A bordo: 7.000 soldati. Al comando: Piyale Paşa, il Kapudan Paşa — l’ammiraglio supremo della flotta ottomana sotto Solimano il Magnifico.
Un uomo che l’anno prima aveva quasi fatto cadere Malta.
Sulla riva opposta, dentro le mura della fortezza di Pescara, c’è una guarnigione piccola. Piccola davvero. Le fonti non ne tramandano il numero esatto, ma bastò a fare la storia.
Il comandante è Giovan Girolamo II Acquaviva d’Aragona, Duca di Atri. Di fronte a quella foresta di galee, prende una decisione che non sta nei manuali di strategia militare.
Apre il fuoco.
Non un fuoco difensivo. Un fuoco di sbarramento totale, continuo, assordante. I cannoni della fortezza sparano come se dietro quei bastioni ci fosse un esercito sterminato. Come se Pescara fosse inespugnabile.
Non lo era. Ma Piyale Paşa non poteva saperlo.
Spoiler:
L’ammiraglio ci casca. Reduce dal disastro di Malta — quattro mesi di assedio fallito nel 1565, migliaia di uomini persi contro i Cavalieri di San Giovanni — non può permettersi un altro bagno di sangue contro una fortezza che sembra impossibile da prendere.
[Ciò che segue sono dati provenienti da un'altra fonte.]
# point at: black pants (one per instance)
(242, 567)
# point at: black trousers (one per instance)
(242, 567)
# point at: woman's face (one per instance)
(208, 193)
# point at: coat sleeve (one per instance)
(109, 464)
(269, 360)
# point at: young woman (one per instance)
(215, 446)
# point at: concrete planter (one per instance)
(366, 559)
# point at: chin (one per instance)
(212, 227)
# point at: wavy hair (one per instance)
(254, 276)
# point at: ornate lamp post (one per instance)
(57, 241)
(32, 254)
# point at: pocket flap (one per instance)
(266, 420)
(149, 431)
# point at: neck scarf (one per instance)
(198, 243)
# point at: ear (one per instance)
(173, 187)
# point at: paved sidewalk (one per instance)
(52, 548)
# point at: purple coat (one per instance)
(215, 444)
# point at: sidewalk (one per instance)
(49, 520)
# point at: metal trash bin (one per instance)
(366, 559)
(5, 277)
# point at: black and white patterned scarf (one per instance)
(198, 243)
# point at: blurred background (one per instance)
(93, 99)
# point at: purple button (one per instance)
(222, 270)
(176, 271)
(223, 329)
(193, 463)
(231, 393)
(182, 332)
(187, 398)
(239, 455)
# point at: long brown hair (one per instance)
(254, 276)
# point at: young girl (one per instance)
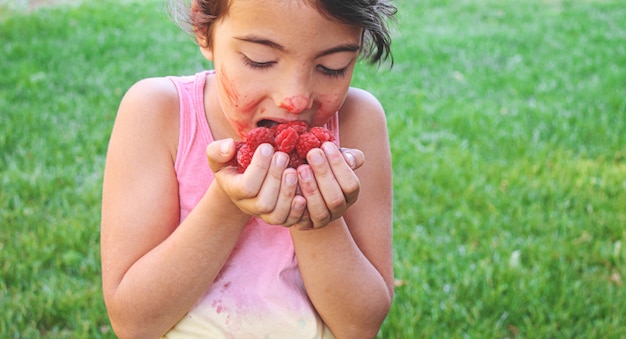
(193, 248)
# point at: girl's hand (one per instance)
(267, 189)
(328, 183)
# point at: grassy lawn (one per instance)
(508, 127)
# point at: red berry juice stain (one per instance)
(295, 104)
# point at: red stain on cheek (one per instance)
(295, 104)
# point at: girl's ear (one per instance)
(206, 51)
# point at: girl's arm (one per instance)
(347, 266)
(150, 264)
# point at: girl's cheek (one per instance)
(328, 105)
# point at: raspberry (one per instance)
(286, 140)
(259, 135)
(307, 142)
(322, 134)
(294, 138)
(244, 157)
(299, 126)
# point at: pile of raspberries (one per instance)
(294, 138)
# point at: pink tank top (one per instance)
(259, 293)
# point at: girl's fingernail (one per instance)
(350, 159)
(281, 159)
(316, 158)
(305, 173)
(226, 146)
(266, 150)
(291, 179)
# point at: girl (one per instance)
(192, 248)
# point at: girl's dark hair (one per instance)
(372, 15)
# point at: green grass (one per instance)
(508, 131)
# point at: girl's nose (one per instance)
(295, 104)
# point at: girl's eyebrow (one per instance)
(348, 47)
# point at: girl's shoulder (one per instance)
(361, 116)
(149, 113)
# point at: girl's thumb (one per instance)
(220, 153)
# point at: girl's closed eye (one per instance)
(257, 64)
(331, 72)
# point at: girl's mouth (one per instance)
(267, 123)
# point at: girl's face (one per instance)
(281, 60)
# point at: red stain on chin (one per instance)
(229, 88)
(295, 104)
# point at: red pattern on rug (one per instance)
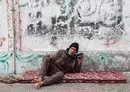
(83, 77)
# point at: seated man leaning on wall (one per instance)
(56, 65)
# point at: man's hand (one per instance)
(38, 83)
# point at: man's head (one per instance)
(73, 48)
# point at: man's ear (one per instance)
(79, 54)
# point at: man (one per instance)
(56, 65)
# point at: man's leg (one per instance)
(44, 66)
(54, 78)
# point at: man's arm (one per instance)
(78, 62)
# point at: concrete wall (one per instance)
(101, 27)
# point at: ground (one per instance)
(69, 87)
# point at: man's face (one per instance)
(72, 51)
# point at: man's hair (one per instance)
(76, 45)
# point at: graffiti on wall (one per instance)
(6, 34)
(106, 61)
(28, 60)
(5, 62)
(92, 61)
(56, 19)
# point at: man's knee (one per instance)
(60, 74)
(46, 58)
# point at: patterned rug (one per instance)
(82, 77)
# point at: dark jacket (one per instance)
(65, 62)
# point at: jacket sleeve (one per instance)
(78, 63)
(55, 56)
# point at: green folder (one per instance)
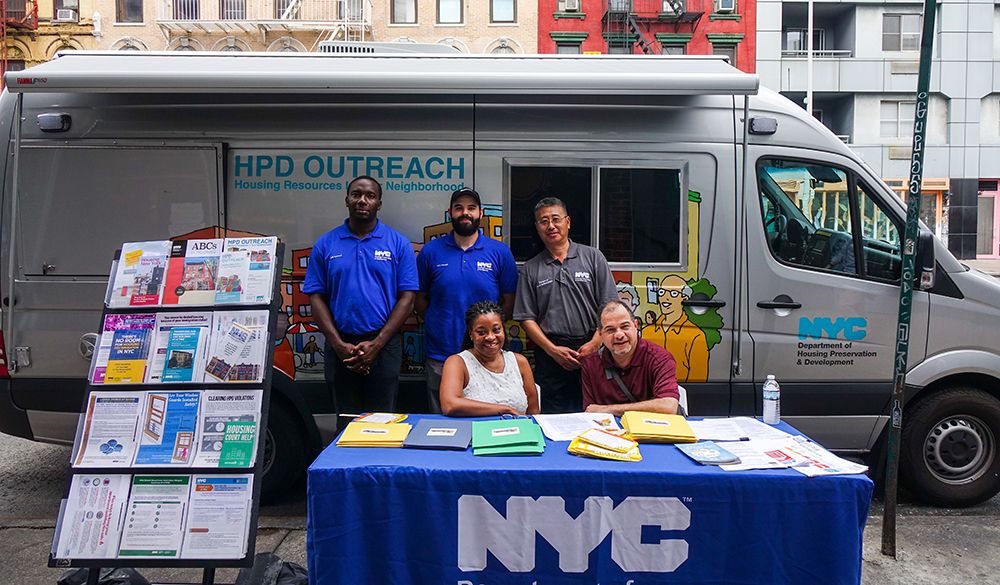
(507, 437)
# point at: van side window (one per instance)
(640, 215)
(529, 185)
(880, 238)
(810, 213)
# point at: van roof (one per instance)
(190, 72)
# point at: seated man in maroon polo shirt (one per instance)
(627, 373)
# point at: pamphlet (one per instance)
(179, 347)
(219, 410)
(218, 518)
(154, 517)
(168, 424)
(123, 349)
(238, 347)
(192, 272)
(91, 521)
(108, 427)
(257, 274)
(139, 275)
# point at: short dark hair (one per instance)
(613, 305)
(476, 311)
(372, 179)
(550, 202)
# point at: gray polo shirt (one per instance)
(564, 297)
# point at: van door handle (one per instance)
(780, 302)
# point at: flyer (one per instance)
(218, 519)
(258, 285)
(166, 323)
(168, 426)
(108, 427)
(154, 517)
(219, 409)
(92, 517)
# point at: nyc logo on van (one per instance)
(852, 328)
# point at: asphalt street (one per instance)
(934, 546)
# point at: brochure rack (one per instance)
(209, 565)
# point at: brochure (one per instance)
(221, 409)
(192, 272)
(154, 517)
(91, 519)
(108, 427)
(258, 272)
(238, 347)
(138, 275)
(123, 349)
(179, 347)
(169, 423)
(218, 518)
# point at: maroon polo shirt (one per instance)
(651, 374)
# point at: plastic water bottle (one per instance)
(772, 401)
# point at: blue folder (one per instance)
(440, 434)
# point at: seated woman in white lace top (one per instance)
(485, 380)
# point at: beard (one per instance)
(463, 229)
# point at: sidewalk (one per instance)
(931, 550)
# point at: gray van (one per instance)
(748, 239)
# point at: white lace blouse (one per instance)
(506, 388)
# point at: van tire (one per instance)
(284, 452)
(948, 454)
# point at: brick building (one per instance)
(694, 27)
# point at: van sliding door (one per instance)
(76, 206)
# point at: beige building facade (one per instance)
(470, 26)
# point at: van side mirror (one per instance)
(926, 264)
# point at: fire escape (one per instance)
(17, 14)
(630, 22)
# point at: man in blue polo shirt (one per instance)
(361, 282)
(457, 270)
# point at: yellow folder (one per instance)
(359, 434)
(652, 427)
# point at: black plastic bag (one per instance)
(121, 576)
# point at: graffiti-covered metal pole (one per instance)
(906, 280)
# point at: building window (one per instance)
(129, 11)
(796, 38)
(449, 11)
(896, 119)
(404, 11)
(233, 9)
(185, 10)
(727, 49)
(901, 32)
(503, 11)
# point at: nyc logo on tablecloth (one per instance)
(482, 528)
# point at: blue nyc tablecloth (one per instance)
(396, 516)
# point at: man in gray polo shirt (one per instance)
(559, 296)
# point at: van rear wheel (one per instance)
(948, 454)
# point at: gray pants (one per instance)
(433, 368)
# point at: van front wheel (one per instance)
(948, 454)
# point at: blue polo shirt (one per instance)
(361, 277)
(455, 279)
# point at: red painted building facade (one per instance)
(693, 27)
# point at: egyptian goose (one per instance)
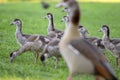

Rinuncia allo sbarco. Gira le prore verso sud.
Ortona, Tollo, Vasto: queste le pagano. Villaggi indifesi sul litorale abruzzese che non avevano né bastioni né cannoni né un duca abbastanza folle da bluffare. Le galee ottomane le saccheggiano e ripartono.
Pescara, invece, resta in piedi.
Non per superiorità militare. Non per un esercito imponente. Per un trucco. Un trucco di polvere da sparo e rumore, orchestrato da un uomo che aveva capito una cosa precisa: il nemico non attacca quello che non riesce a misurare.
Piyale Paşa aveva appena riconquistato Chio ai genovesi pochi mesi prima, stava devastando la costa adriatica, e fu fermato da una messa in scena.
La storia militare è piena di battaglie vinte con i numeri. Questa la vinse chi sapeva contare — e fece credere all’altro di averne molti di più.
In breve:
30 luglio 1566: 105 galee ottomane con 7.000 uomini si avvicinano a Pescara.
La piccola guarnigione guidata dal Duca di Atri simula una difesa enorme con un fuoco di sbarramento continuo.
Piyale Paşa rinuncia allo sbarco e saccheggia invece Ortona, Tollo e Vasto: Pescara si salva con un bluff.